O ponto de partida da exposição foi a série Ilhas (antes chamada de Úmido), constituída por quatro fotos em que folhas de plantas caídas no chão mostram ao seu redor o halo de umidade deixado pela chuva que já passou. É uma boa síntese do imaginário evocado pela exposição: aquilo que sobra, que permanece, depois que algo ou alguém se vai. “É a memória do gesto, o rastro, o que fica. São nuances do que se passou ali”, diz o artista. De todos os trabalhos da mostra, a série Ilhas é a única que já foi exibida previamente.

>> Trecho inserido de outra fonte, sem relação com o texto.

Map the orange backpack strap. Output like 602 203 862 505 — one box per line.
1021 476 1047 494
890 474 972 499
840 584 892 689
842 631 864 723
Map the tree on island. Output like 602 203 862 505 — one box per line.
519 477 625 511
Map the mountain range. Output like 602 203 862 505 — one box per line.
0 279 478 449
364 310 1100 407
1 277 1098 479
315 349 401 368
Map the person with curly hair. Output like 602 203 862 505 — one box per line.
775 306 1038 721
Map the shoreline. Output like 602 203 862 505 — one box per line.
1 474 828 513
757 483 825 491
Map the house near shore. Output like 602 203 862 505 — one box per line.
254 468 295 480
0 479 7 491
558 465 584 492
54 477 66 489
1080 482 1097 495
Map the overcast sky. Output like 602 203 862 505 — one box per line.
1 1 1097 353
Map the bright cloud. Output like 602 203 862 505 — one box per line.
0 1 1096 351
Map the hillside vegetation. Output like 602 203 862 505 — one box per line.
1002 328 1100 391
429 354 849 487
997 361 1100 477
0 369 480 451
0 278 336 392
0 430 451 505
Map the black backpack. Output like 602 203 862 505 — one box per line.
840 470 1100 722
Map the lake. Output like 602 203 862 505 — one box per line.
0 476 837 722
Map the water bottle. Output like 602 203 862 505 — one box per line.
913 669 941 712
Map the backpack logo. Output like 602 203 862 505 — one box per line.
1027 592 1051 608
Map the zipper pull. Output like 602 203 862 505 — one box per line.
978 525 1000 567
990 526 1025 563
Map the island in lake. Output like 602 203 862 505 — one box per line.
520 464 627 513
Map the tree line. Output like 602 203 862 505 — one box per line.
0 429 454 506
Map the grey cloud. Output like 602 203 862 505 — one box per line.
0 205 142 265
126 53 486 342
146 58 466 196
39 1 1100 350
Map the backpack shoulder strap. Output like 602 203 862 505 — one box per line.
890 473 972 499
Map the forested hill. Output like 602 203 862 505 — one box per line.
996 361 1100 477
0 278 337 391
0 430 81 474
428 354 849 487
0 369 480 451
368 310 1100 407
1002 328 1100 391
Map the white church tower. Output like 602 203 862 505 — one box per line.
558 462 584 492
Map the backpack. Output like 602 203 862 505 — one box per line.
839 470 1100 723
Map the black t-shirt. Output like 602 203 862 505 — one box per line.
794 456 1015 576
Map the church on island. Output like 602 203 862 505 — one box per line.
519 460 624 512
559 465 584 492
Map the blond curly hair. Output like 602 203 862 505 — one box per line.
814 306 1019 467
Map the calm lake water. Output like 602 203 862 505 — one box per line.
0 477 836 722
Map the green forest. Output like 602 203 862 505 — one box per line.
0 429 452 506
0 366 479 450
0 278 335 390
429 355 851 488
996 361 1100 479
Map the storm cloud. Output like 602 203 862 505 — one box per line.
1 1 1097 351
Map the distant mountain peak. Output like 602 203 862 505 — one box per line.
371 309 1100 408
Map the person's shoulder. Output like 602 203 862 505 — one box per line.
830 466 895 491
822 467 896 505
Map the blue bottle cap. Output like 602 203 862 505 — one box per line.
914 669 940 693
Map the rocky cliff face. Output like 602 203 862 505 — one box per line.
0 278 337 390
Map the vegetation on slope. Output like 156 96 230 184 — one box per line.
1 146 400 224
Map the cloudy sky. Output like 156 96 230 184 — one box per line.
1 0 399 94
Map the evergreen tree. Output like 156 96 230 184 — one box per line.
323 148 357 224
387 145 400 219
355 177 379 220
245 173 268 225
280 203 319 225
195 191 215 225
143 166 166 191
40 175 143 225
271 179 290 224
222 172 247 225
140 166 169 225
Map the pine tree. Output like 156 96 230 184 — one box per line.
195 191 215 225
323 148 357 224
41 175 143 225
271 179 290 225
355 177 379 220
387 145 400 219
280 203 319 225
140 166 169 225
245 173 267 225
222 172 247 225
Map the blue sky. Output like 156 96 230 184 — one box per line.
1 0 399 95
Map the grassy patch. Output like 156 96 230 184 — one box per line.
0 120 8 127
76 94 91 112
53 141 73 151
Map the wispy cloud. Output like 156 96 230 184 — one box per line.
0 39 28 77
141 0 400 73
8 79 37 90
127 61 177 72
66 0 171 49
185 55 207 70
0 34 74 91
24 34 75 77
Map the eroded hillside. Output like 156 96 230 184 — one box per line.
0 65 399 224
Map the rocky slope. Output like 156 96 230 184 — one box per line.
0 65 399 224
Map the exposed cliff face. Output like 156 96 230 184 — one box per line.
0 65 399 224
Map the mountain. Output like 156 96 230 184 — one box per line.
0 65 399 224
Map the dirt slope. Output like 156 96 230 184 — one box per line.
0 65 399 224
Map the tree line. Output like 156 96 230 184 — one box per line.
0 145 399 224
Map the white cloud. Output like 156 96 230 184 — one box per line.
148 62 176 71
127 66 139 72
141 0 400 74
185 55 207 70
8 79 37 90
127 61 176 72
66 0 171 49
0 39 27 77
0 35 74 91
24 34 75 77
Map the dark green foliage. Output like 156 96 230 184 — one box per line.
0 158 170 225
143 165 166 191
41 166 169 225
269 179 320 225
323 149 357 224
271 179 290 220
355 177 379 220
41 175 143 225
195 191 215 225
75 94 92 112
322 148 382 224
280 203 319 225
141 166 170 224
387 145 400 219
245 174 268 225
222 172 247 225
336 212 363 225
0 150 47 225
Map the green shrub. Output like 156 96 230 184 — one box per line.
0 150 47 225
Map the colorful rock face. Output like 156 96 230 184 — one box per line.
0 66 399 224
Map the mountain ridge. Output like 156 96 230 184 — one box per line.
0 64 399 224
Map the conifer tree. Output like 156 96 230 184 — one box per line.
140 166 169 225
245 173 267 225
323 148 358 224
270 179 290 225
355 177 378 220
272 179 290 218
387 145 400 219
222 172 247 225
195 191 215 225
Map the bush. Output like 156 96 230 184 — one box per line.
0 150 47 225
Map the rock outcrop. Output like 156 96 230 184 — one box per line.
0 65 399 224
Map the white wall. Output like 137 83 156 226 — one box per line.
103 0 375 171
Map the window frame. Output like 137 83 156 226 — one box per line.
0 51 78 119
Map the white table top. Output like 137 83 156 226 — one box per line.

Mesmo assim, não no Brasil: as fotos participaram da última edição Miami Art Basel Miami Beach 2014.
Outros quatro agrupamentos fotográficos ocuparão a porção anterior do espaço anexo da Galeria Nara Roesler de SP, sempre remetendo ao chão, sempre trazendo marcas da presença humana que já não está mais. Todos trazem também o caráter fortemente gráfico, no encontro com uma beleza imprevista.
“Muitos desses materiais eu encontrei entre as várias sobras de filmes, de fotos, que fui acumulando ao longo da carreira. É um sinal dos nossos tempos: eu, que trabalho com audiovisual, vou deixando de lado uma porção de registros que não incluo nos trabalhos. E ao revê-los, percebi que tinham uma intenção estética, um olhar que, mesmo um pouco inconsciente, estava atento a uma identidade formal, à beleza das imagens.”
Das obras clicadas para a exposição, figura a série Steps, em que pegadas de trabalhadores da construção civil ganham registro em 14 fotografias p&b. Os rastros foram impressos em uma lona preta, que serviu de anteparo ao pó de cal desprendido no lixamento de paredes. No contraste do pó branco com o fundo negro, fica marcada a evidência que de outra forma seria imperceptível: a ação dos homens por meio de seus passos e gestos.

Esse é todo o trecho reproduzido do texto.